- Developer: Axlon
- Publisher: Atari Corporation
- Programmer: Steve DeFrisco
- Platform: Atari 2600
- Release: May 1989
- Genre: Action-adventure
- Mode: Single-player

= Secret Quest =

1989 video game

Secret Quest on the Atari 2600

Secret Quest is a 1989 action-adventure game developed by Axlon and published by Atari Corporation for the Atari 2600. The player controls a humanoid character that fights monsters and gathers items on a series of space stations. It was one of the last cartridges released for the console and has a larger ROM capacity than most 2600 games plus a small amount of RAM. The box credits Nolan Bushnell for the game and includes his photo on both the front and back. According to Secret Quest programmer Steve DeFrisco, "Atari thought that his name would entice people to buy some more 2600 titles".

== Plot ==
The player controls a hero trying to stop several alien space station attacks. He is dressed in a space suit fighting aliens released from the space stations. He is trying to defuse a bomb set by the aliens, and detonate bombs in the space stations using codes.

== Development ==
The game was inspired by Nintendo's The Legend Of Zelda (1986) for the Nintendo Entertainment System, with the final space-themed concept developed and programmed by Steve DeFrisco. Chris DeFrisco was hired to complete the artwork. A save-game mechanic was incorporated due to the design concept of having many locations in an adventure-style format. The development team faced data-size issues when trying to fit the game onto the cartridge ROM.

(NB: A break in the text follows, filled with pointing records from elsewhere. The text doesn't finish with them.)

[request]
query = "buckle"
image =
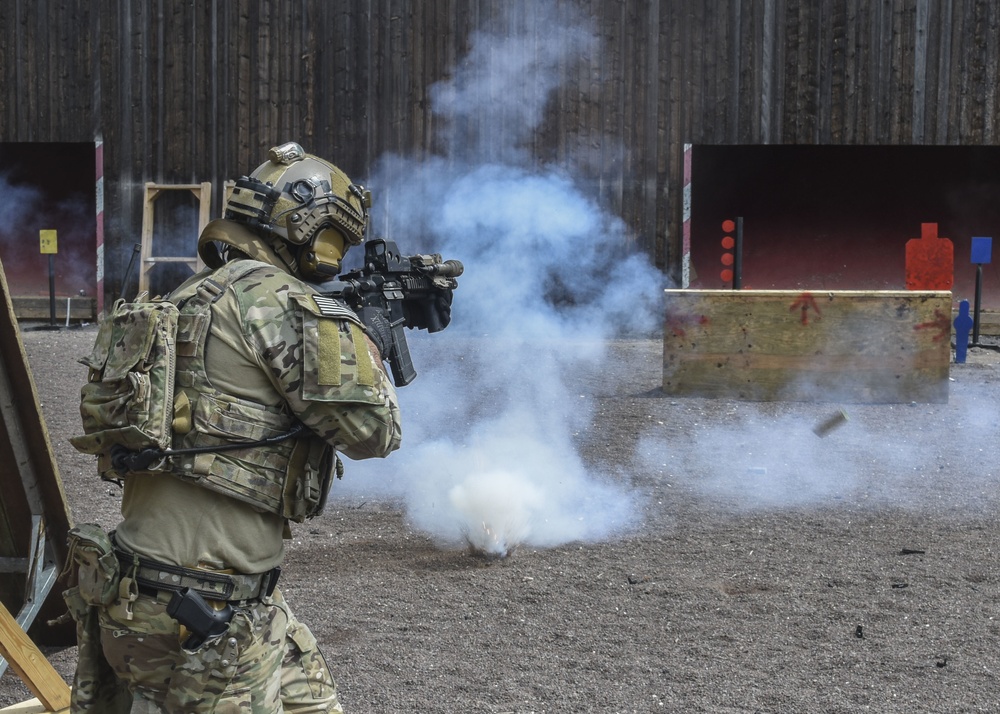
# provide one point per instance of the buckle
(269, 581)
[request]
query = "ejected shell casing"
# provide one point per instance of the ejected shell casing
(830, 423)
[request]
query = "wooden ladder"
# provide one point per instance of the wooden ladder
(51, 692)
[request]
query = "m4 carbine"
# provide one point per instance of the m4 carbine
(397, 291)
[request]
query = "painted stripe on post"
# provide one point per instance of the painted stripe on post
(99, 253)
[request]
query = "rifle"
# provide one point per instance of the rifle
(401, 290)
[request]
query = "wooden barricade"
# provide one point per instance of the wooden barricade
(831, 346)
(53, 694)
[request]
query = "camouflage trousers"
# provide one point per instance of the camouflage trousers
(267, 663)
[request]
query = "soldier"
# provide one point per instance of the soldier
(271, 382)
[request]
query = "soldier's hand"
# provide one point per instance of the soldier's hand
(379, 331)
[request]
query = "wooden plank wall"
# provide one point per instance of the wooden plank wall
(186, 92)
(787, 345)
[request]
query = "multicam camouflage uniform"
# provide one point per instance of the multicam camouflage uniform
(272, 355)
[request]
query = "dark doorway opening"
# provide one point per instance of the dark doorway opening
(839, 217)
(48, 186)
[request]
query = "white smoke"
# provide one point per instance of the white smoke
(490, 455)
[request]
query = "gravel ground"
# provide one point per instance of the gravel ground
(768, 570)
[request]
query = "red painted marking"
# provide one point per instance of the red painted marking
(942, 323)
(803, 303)
(930, 261)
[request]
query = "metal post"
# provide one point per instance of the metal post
(738, 256)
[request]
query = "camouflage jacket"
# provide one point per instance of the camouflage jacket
(259, 351)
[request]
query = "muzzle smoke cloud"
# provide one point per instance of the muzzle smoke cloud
(489, 457)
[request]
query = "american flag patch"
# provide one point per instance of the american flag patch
(331, 307)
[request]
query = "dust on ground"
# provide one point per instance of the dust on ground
(770, 570)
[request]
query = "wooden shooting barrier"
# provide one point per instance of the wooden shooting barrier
(34, 518)
(831, 346)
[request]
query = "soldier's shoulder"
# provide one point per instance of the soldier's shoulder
(263, 280)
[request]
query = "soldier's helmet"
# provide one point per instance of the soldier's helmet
(306, 202)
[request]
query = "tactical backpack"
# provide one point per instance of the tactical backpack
(129, 396)
(127, 405)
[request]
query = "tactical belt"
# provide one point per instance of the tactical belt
(152, 576)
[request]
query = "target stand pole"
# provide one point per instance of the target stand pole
(982, 253)
(978, 305)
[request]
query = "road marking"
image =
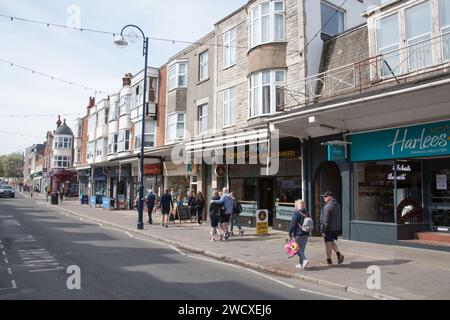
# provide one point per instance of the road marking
(253, 271)
(324, 294)
(177, 250)
(24, 238)
(38, 259)
(11, 223)
(48, 270)
(273, 279)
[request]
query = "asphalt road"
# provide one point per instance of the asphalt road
(38, 246)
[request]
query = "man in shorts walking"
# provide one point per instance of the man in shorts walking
(166, 205)
(330, 226)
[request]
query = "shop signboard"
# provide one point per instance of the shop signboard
(93, 201)
(262, 222)
(248, 210)
(428, 140)
(152, 170)
(106, 203)
(337, 153)
(284, 213)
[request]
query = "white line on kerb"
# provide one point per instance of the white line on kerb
(47, 270)
(177, 250)
(273, 279)
(323, 294)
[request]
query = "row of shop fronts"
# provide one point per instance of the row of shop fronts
(391, 183)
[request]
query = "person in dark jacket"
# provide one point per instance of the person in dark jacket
(151, 198)
(295, 230)
(330, 226)
(215, 210)
(191, 200)
(166, 205)
(199, 205)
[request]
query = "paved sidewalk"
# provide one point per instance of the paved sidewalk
(406, 273)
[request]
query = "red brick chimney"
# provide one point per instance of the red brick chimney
(126, 81)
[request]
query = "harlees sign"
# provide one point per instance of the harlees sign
(409, 142)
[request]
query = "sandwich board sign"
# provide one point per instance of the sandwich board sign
(262, 222)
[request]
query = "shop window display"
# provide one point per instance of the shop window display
(288, 190)
(384, 189)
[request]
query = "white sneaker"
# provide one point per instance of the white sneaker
(305, 264)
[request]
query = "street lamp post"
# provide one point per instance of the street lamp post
(121, 42)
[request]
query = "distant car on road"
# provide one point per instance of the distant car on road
(7, 191)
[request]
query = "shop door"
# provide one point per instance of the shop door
(266, 197)
(328, 178)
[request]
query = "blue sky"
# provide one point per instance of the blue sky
(86, 58)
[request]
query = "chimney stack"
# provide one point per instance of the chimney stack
(126, 81)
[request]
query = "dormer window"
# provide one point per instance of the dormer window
(267, 23)
(178, 75)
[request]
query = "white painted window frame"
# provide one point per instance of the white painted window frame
(176, 75)
(259, 90)
(229, 48)
(229, 107)
(255, 21)
(169, 138)
(203, 65)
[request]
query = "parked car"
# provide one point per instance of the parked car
(7, 191)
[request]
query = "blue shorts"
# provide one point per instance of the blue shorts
(331, 236)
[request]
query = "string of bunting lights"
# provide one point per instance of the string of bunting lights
(68, 82)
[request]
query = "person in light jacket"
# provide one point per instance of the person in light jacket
(330, 226)
(227, 203)
(295, 230)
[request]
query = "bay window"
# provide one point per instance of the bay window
(149, 135)
(125, 104)
(388, 40)
(124, 140)
(229, 101)
(112, 143)
(332, 19)
(229, 48)
(204, 68)
(265, 92)
(418, 34)
(175, 127)
(114, 111)
(61, 162)
(178, 75)
(267, 23)
(203, 119)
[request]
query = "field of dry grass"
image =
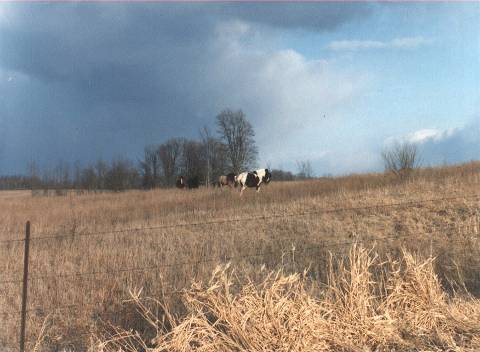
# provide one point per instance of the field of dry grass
(104, 245)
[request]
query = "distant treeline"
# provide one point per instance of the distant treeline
(124, 174)
(232, 149)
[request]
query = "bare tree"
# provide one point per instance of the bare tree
(305, 170)
(401, 158)
(150, 167)
(170, 153)
(238, 135)
(193, 160)
(215, 156)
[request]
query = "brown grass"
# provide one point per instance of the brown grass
(404, 310)
(446, 229)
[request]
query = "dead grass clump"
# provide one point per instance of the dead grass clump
(402, 309)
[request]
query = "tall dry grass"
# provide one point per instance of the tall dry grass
(71, 307)
(403, 309)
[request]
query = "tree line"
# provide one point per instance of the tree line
(231, 148)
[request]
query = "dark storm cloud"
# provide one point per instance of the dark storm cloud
(90, 80)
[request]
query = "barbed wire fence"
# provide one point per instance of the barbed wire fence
(28, 241)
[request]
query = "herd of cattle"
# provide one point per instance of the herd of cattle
(244, 180)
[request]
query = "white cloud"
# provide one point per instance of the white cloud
(291, 99)
(397, 43)
(453, 145)
(425, 135)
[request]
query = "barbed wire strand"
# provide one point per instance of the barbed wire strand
(246, 219)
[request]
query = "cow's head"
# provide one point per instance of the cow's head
(267, 177)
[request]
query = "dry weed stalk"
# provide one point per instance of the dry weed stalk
(281, 314)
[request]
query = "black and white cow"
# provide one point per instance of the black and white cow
(253, 179)
(227, 180)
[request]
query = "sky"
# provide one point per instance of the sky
(331, 83)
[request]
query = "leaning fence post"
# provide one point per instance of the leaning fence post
(25, 282)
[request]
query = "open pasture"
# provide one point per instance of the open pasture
(87, 251)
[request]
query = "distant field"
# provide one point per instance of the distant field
(89, 250)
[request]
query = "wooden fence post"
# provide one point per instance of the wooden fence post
(25, 283)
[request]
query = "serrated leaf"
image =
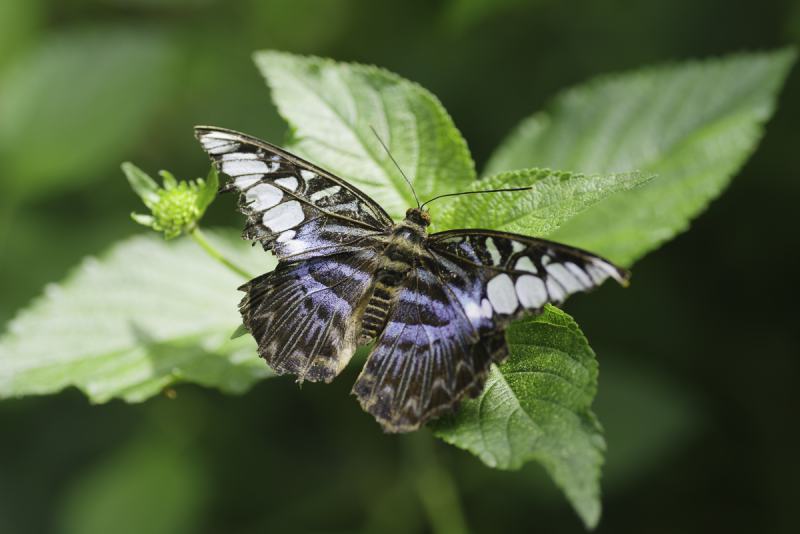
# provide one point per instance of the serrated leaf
(71, 80)
(692, 124)
(537, 406)
(555, 198)
(143, 316)
(331, 107)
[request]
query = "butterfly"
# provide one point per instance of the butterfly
(435, 306)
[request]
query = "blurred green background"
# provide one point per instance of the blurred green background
(699, 362)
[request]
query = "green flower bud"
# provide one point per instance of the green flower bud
(177, 207)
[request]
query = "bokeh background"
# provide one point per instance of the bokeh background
(699, 361)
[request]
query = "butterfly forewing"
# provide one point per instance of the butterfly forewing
(436, 305)
(293, 207)
(505, 275)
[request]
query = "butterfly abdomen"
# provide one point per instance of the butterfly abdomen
(395, 265)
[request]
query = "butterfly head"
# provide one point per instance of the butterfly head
(418, 216)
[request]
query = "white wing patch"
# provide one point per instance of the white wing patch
(283, 216)
(493, 252)
(290, 183)
(525, 264)
(502, 294)
(239, 167)
(263, 196)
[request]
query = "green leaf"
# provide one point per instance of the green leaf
(145, 315)
(20, 20)
(63, 118)
(555, 197)
(537, 406)
(693, 124)
(331, 106)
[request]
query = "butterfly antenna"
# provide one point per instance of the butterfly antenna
(477, 192)
(396, 165)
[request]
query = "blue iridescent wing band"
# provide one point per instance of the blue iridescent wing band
(301, 314)
(427, 358)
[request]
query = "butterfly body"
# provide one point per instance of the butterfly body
(405, 243)
(435, 306)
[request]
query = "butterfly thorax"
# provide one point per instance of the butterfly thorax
(403, 247)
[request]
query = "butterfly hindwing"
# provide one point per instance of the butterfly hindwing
(427, 358)
(302, 313)
(436, 305)
(448, 323)
(293, 207)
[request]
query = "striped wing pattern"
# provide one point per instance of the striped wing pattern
(428, 356)
(447, 326)
(302, 313)
(499, 276)
(439, 326)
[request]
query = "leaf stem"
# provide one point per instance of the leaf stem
(435, 487)
(201, 240)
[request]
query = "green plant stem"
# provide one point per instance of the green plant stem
(201, 240)
(435, 487)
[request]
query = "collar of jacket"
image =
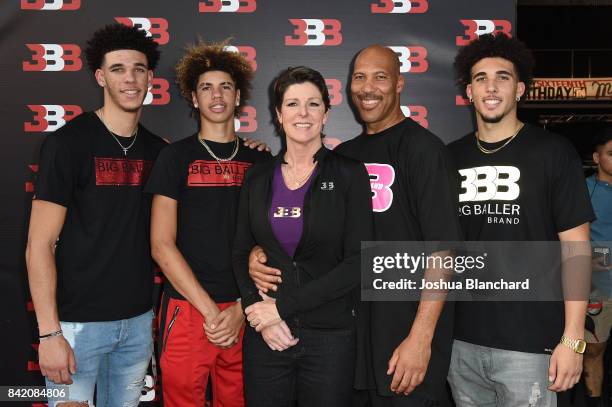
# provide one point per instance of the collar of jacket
(318, 157)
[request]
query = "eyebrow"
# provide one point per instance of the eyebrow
(211, 84)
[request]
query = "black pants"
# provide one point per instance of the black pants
(318, 371)
(371, 398)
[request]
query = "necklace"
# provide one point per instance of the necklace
(296, 182)
(220, 159)
(484, 150)
(134, 134)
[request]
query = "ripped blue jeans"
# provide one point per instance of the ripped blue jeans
(482, 376)
(112, 355)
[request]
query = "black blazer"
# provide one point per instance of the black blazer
(319, 284)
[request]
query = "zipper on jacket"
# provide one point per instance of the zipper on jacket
(170, 325)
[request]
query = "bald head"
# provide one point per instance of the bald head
(383, 55)
(376, 85)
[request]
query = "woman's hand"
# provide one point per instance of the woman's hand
(263, 313)
(278, 336)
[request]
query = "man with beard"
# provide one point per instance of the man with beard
(403, 347)
(88, 257)
(515, 353)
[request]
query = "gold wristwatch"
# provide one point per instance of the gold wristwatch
(577, 345)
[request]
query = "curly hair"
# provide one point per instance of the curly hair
(494, 46)
(200, 58)
(113, 37)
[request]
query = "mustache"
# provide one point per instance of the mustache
(369, 96)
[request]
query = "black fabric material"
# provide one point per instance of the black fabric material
(553, 198)
(104, 266)
(320, 281)
(207, 207)
(424, 207)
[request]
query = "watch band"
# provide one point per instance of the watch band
(577, 345)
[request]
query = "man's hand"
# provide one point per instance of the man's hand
(278, 336)
(56, 359)
(263, 313)
(265, 278)
(409, 364)
(564, 369)
(224, 329)
(258, 144)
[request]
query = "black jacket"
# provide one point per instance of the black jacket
(320, 282)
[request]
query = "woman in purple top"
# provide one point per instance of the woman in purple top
(309, 210)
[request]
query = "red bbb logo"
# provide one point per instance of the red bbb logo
(50, 117)
(334, 87)
(412, 59)
(53, 58)
(227, 6)
(315, 32)
(476, 28)
(399, 6)
(51, 5)
(249, 53)
(247, 122)
(158, 94)
(416, 113)
(157, 28)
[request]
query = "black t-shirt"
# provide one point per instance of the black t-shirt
(104, 267)
(414, 187)
(207, 194)
(539, 177)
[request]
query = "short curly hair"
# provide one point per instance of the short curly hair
(499, 45)
(113, 37)
(202, 57)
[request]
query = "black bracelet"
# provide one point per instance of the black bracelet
(56, 333)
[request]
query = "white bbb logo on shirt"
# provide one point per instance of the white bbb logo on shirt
(490, 183)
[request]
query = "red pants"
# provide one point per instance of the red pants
(188, 358)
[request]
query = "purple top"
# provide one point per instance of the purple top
(286, 211)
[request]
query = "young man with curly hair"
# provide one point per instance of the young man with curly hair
(515, 353)
(196, 184)
(88, 255)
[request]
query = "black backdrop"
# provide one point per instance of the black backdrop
(44, 82)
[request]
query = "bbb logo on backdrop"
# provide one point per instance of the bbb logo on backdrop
(334, 88)
(51, 5)
(399, 6)
(412, 59)
(416, 113)
(227, 6)
(50, 117)
(247, 122)
(157, 28)
(476, 28)
(158, 93)
(314, 32)
(53, 58)
(249, 53)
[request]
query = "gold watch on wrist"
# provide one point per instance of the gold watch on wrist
(577, 345)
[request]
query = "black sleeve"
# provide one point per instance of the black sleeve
(56, 175)
(570, 197)
(435, 188)
(358, 227)
(167, 174)
(243, 243)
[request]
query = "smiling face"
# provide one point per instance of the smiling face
(125, 77)
(216, 97)
(494, 88)
(376, 85)
(302, 114)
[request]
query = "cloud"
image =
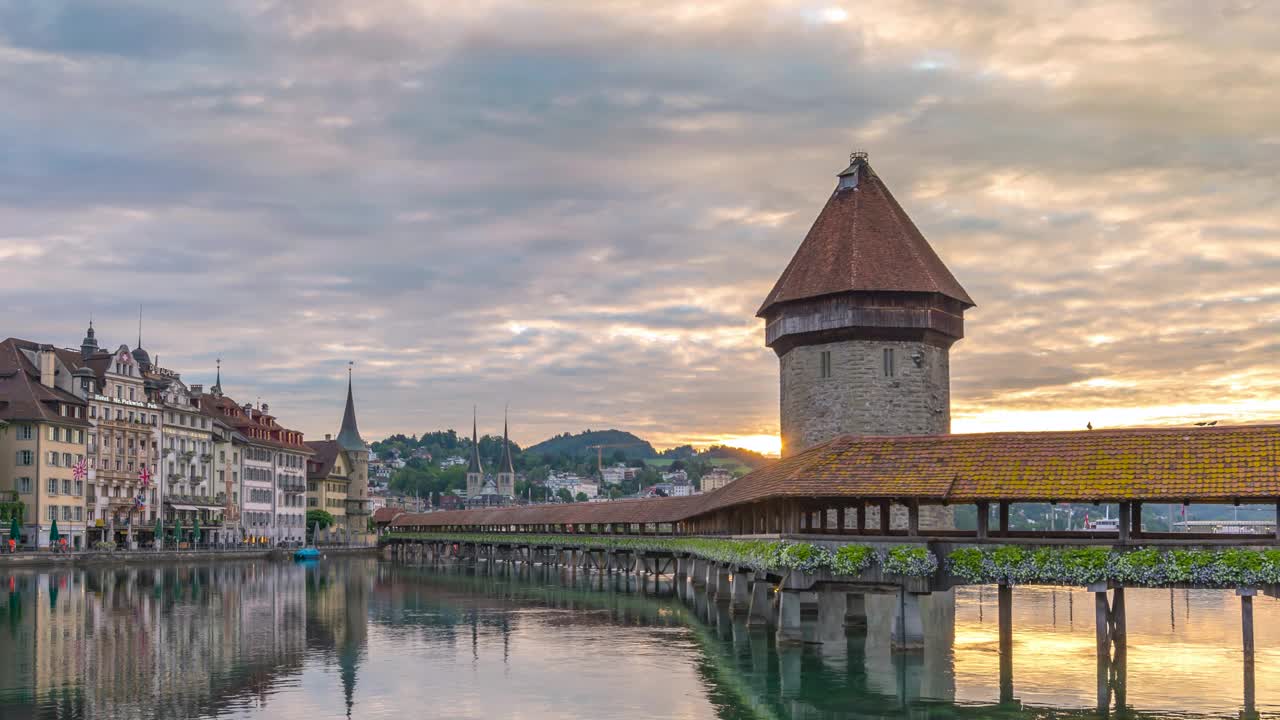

According to Vintage Games, the game was created as a final attempt to prove the 1977 console could compete with more modern hardware. The cartridge is expanded with 256 bytes of RAM and 16 kilobytes of ROM.

== Reception ==
NexGam believed the graphics were simple yet respectable. The A.V. Club thought the title was surprising and abstract in the wake of the Atari 2600's final days. Classic Home Video Games called the game ambitious, almost to a fault. Classic Videogame Hardware Genius Guide described it as a "final swan-song" and a way of squeezing the last money out of the console.

==Legacy==
Secret Quest was included in the Atari FlashBack 2 and subsequent consoles in the series with the exception of the FlashBack 4. In 2022, it was included as part of the Atari 50: The Anniversary Celebration compilation for Nintendo Switch, PlayStation 4, Steam, and Xbox One.